Se detuvo por segunda vez, mirando a Yanez que había recaído en su mutismo.
—¿Y bien, hermano? —preguntó— Habla. ¿Me has comprendido?
—Sí.
—¿Qué me aconsejas? ¿Qué has de responderme ahora que te he develado todo?
—Olvida a aquella mujer, te he dicho.
—¡Yo...!
—¿Has pensado en las consecuencias que podrían derivar de este insensato amor? ¿Qué dirán tus hombres cuando sepan que el Tigre está enamorado? ¿Y luego qué harás tú de esta niña? ¿Y se convertirá luego en tu mujer? Olvídala, Sandokan, abandónala para siempre, regresa al Tigre de la Malasia del corazón de hierro.

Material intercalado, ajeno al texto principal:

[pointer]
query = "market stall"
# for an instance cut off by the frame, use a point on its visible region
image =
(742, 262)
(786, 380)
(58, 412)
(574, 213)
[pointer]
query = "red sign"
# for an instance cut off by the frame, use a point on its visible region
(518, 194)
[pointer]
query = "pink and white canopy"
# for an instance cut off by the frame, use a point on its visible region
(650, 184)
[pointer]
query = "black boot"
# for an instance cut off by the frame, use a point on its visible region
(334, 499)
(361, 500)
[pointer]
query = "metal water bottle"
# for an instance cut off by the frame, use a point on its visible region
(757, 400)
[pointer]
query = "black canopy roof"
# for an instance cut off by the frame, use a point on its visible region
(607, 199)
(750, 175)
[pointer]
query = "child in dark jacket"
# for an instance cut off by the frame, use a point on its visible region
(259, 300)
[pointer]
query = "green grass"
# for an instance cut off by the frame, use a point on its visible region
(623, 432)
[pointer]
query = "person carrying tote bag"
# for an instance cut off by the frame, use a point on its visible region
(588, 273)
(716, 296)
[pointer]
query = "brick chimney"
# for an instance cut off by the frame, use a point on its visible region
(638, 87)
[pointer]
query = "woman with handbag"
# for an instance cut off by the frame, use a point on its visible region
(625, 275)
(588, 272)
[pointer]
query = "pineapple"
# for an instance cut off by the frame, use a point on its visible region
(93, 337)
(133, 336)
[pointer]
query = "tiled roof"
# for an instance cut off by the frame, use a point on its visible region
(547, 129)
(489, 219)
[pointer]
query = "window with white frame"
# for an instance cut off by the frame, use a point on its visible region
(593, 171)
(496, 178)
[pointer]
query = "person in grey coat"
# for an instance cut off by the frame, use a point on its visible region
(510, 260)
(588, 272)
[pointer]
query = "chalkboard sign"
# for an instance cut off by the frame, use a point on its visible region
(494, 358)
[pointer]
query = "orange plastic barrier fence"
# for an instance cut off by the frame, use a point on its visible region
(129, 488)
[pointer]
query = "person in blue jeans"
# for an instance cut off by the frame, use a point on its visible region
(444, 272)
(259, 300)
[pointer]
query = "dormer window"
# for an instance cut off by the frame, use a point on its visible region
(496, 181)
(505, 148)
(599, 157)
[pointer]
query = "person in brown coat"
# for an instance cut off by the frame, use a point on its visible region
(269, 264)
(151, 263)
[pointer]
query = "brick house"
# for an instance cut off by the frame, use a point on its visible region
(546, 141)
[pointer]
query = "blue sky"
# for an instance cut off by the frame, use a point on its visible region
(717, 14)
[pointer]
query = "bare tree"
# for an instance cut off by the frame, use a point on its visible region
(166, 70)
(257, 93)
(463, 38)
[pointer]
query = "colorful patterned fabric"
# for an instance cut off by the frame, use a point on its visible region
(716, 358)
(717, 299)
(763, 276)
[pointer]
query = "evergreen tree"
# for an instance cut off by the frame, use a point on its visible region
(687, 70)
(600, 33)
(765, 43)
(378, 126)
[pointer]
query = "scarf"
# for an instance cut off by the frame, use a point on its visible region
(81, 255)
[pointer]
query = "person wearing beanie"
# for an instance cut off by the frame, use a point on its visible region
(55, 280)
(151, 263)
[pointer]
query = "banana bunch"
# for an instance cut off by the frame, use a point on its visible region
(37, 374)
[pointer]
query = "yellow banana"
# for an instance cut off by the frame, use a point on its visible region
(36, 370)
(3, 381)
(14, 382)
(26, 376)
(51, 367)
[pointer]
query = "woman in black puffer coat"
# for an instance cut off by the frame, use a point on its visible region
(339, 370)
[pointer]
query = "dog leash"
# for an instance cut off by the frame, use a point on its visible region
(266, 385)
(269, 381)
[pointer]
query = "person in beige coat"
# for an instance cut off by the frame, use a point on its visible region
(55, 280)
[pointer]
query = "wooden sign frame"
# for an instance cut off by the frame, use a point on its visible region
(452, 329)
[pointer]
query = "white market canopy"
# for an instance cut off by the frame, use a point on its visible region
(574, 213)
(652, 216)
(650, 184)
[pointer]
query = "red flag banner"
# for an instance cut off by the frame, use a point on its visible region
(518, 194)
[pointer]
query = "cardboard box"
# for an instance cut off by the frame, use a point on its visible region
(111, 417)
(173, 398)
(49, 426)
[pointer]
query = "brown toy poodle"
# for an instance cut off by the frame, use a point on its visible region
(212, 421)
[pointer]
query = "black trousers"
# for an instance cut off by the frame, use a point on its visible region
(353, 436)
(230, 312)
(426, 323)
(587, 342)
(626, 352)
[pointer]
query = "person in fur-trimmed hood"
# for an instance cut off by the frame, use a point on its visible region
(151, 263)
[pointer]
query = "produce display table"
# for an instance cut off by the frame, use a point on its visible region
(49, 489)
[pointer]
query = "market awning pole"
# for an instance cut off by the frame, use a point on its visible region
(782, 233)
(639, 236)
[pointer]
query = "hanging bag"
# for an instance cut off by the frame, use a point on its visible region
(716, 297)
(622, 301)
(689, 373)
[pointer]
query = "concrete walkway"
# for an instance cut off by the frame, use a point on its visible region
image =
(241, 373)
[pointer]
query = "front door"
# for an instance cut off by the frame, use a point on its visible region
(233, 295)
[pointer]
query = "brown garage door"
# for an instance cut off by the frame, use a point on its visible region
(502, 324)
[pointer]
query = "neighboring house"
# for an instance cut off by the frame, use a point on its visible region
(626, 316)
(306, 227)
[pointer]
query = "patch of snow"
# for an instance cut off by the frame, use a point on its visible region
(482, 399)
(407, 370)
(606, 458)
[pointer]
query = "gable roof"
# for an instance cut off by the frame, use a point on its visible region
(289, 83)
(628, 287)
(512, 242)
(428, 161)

Sandokan se alzó de golpe y se dirigió hacia la puerta que abrió con violencia.
—¿Adónde vas? —preguntó Yanez brincando en pie.
—Regreso a Labuan —respondió Sandokan—. Mañana dirás a mis hombres que he abandonado para siempre mi isla y que tú serás su nuevo jefe. No oirán nunca más hablar de mí, porque yo no regresaré más sobre estos mares.
—¡Sandokan! —exclamó Yanez aferrándolo estrechamente por el brazo—. ¿Estás loco para regresar solo a Labuan mientras aquí tienes naves, cañones y hombres devotos, listos para hacerse matar por ti o por la mujer de tu corazón? He querido tentarte, he querido ver si era posible desarraigar de tu corazón la pasión que nutres por aquella mujer que pertenece a una raza que tú debieras por siempre odiar...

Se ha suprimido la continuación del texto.